Il libro di Tali Sharot ha avuto un grande successo all'estero, le sue tesi hanno fatto discutere «Time», «New Scientist», «Wall Street Journal», «Newsweek», «Washington Post», Bbc... Sembrerebbe la lettura adatta per affrontare la crisi mondiale, al punto tale che verrebbe voglia di scegliere Ercole, uccisore di mostri, come modello di pensatore per i nostri tempi. Un eroe pratico che insegna a pensare oggetti per cambiare il mondo. Come Pat Riley, l'allenatore di basket dei Los Angeles Lakers che, dopo aver vinto l'Nba nel 1987, ha avuto l'ottimismo e l'intelligenza di annunciare un secondo dopo che la sua squadra avrebbe senz'altro vinto anche l'anno successivo (nella storia dell'Nba è un evento decisamente raro) innescando in questo modo un circolo virtuoso di motivazioni, impegno e fiducia che effettivamente ha poi portato al raggiungimento dell'obiettivo. «Di tutti i trucchi psicologici che Pat ha tirato fuori dal cappello, questo è stato il migliore», disse all'epoca il grande Magic Johnson offrendo l'occasione a Tali Sharot di illustrare la sua tesi secondo la quale l'ottimismo è spesso una profezia che si auto-avvera.

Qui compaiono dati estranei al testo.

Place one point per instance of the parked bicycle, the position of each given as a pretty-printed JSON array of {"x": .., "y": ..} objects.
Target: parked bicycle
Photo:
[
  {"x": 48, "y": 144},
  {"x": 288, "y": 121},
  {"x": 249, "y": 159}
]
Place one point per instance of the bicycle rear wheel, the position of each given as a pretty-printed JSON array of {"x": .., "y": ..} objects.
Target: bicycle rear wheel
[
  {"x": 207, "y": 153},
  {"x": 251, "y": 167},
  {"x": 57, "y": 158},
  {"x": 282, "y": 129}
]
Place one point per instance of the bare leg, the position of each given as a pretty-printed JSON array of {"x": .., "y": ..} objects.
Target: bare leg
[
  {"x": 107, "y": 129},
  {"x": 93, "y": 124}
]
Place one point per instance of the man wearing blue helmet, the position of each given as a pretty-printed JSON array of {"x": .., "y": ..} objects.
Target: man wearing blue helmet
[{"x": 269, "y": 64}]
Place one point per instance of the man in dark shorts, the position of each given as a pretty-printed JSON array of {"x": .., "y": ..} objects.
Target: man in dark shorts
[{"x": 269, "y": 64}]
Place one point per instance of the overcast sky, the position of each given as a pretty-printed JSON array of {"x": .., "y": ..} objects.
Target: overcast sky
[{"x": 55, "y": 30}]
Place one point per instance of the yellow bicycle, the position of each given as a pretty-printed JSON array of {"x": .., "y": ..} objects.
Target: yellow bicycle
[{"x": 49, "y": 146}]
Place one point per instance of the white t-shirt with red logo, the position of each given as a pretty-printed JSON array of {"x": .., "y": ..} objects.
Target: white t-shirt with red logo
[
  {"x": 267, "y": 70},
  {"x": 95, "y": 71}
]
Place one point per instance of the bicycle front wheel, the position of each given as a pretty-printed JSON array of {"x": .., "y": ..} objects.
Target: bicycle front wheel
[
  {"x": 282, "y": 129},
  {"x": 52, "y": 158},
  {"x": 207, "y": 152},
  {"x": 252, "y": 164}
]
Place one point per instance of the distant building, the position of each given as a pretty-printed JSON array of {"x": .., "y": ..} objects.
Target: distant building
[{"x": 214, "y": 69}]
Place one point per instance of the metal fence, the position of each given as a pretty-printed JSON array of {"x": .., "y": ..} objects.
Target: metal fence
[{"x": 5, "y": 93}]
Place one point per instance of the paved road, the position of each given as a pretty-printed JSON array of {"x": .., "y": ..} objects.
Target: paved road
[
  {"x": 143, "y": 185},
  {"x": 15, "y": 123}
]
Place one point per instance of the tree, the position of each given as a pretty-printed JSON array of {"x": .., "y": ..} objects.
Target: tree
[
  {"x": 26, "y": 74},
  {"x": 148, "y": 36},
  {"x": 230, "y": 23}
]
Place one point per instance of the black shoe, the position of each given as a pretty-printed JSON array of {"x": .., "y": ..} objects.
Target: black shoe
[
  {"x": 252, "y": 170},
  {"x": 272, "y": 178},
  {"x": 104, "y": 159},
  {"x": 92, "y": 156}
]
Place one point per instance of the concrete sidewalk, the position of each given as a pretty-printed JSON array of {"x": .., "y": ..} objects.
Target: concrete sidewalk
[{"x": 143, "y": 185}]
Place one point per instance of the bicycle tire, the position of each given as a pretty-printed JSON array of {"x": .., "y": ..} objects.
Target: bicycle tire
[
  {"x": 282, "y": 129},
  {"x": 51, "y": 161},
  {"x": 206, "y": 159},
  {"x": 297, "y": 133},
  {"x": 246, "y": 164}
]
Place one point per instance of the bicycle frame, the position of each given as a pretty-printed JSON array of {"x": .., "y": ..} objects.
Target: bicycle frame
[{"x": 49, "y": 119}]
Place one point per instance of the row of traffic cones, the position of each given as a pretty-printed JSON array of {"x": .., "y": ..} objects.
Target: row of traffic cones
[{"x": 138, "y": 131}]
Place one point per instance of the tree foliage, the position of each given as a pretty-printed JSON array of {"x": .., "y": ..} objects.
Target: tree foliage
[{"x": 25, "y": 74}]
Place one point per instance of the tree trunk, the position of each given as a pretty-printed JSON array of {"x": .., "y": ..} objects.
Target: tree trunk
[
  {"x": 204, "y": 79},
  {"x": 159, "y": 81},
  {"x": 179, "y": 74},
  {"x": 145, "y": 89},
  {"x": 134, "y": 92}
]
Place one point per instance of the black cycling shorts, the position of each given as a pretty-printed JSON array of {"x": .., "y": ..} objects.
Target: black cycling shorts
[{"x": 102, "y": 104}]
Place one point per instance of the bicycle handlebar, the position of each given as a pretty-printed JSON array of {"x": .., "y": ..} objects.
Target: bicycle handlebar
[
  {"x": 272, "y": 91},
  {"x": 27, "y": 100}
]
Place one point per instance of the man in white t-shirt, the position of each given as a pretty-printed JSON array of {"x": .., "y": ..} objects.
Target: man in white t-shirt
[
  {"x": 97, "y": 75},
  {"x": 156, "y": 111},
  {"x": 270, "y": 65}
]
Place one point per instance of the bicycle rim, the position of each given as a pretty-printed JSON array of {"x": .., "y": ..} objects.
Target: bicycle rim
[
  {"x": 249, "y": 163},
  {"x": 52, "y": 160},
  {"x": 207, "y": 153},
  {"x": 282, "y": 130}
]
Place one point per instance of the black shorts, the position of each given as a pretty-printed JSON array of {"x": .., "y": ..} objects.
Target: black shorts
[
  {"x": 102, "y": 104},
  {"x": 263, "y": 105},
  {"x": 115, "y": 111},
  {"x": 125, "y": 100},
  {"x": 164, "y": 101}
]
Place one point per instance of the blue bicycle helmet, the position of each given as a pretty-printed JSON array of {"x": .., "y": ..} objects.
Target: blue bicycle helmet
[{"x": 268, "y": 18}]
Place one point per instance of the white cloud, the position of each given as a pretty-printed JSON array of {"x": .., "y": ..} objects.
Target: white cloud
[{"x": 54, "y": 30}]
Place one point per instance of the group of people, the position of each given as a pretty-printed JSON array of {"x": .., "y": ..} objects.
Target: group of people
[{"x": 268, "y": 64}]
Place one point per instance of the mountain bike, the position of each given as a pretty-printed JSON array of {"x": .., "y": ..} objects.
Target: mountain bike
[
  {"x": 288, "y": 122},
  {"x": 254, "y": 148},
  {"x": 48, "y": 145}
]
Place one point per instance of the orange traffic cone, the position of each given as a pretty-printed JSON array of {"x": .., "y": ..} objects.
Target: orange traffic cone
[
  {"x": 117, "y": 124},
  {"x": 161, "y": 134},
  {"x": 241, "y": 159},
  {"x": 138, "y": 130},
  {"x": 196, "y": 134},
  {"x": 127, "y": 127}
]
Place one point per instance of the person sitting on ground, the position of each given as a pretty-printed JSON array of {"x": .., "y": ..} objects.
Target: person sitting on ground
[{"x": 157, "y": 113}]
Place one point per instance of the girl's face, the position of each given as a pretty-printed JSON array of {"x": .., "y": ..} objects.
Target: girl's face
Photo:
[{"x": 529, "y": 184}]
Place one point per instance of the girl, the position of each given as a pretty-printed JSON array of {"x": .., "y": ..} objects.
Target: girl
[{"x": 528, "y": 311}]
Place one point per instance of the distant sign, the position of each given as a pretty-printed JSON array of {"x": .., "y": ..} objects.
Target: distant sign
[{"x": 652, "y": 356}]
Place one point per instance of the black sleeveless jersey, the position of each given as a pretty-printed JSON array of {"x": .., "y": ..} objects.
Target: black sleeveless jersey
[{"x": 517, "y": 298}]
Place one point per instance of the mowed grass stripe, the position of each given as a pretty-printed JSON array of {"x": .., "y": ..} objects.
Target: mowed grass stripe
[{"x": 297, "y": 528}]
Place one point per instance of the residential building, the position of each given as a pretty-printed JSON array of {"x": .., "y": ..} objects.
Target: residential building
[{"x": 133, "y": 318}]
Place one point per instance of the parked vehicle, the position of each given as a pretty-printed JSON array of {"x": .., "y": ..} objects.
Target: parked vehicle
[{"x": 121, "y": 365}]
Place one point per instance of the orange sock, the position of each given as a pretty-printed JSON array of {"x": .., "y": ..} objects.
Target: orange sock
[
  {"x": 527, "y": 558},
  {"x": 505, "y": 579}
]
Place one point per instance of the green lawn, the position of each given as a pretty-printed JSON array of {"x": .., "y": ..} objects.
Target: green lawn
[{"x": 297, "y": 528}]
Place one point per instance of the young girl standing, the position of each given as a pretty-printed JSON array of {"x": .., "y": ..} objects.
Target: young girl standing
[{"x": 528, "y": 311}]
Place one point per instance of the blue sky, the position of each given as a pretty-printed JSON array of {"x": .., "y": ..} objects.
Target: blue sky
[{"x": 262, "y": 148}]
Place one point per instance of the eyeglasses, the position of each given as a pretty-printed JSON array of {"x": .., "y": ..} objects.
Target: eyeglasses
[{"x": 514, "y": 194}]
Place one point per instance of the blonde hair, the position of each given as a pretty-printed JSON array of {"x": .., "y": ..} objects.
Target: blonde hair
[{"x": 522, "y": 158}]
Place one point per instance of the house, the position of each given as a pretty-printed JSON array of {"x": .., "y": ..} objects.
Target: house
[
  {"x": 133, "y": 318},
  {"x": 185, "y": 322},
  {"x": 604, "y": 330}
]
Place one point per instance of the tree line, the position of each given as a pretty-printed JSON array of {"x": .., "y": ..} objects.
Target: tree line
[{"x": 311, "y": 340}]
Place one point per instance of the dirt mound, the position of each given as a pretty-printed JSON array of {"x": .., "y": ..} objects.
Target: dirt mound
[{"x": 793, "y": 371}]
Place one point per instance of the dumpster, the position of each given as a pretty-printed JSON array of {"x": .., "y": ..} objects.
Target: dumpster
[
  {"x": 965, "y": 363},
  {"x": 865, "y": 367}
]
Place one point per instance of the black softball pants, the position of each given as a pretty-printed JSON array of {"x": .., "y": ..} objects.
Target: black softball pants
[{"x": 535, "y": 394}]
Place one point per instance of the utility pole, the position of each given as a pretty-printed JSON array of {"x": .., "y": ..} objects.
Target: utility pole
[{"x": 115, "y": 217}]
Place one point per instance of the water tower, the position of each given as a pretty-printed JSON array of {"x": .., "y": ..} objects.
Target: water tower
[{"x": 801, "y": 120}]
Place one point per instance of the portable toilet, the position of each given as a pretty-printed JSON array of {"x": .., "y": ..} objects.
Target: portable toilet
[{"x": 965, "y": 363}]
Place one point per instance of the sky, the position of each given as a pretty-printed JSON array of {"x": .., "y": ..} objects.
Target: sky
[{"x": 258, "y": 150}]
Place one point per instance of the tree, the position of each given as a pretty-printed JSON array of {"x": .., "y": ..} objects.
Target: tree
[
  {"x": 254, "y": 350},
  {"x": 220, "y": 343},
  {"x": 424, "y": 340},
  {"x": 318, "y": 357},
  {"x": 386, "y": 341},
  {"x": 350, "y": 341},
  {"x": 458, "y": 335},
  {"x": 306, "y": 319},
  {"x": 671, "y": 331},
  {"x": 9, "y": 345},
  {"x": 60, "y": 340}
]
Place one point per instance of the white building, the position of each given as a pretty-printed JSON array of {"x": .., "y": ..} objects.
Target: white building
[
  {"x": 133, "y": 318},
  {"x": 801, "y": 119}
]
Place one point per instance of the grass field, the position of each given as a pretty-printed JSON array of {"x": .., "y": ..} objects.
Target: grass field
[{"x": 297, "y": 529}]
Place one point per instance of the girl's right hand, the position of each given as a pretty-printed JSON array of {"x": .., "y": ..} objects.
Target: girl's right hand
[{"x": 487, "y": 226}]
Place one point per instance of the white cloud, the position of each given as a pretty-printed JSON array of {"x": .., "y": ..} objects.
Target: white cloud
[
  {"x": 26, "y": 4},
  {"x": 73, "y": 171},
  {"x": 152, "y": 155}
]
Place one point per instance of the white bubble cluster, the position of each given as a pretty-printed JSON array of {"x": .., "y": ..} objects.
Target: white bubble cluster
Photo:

«Se crediamo in noi stessi raggiungeremo i nostri obiettivi», si legge sull'etichetta di un nuovo integratore e persino alcune pastiglie per la lavastoviglie sono confezionate in involucri su cui sono stampate frasi dei soliti Oscar Wilde, Bernard Shaw e compagnia per strapparci un sorriso o una serena, come la digestione, riflessione. A prima vista trattasi di semplice e insopportabile marketing. Ma più in profondità c'è dell'altro: una strategia della natura che, per convincerci a essere ottimisti, ci riempie di messaggi positivi per un obiettivo che può terrorizzare per la sua ambizione: la sopravvivenza della specie.
Tutto è un'illusione, uno scherzo efficace del cervello (Tali Sharot mostra come l'ottimismo neurologico porti anche a una modificazione misurabile della percezione della realtà); l'ottimismo è l'arma che l'evoluzione ci ha dato per migliorarci anche quando le cose non vanno bene. È grazie all'ottimismo che si possono trovare le risorse per affrontare i fallimenti, solo sperando di superare una crisi si può avere la voglia di individuare le soluzioni per farcela. Passato un po' di tempo dalla morte della moglie, lo scrittore C. S. Lewis annotava incredulo sul suo diario fino a quel momento pieno di riflessioni dolorose: «Non posso negare che in un certo senso "mi sento meglio"»; era la risposta biologica alla sua sofferenza. Le leggi della natura ci condannano all'ottimismo.
Comunque vada, ci troviamo a ripetere un po' smarriti, sarà un successo.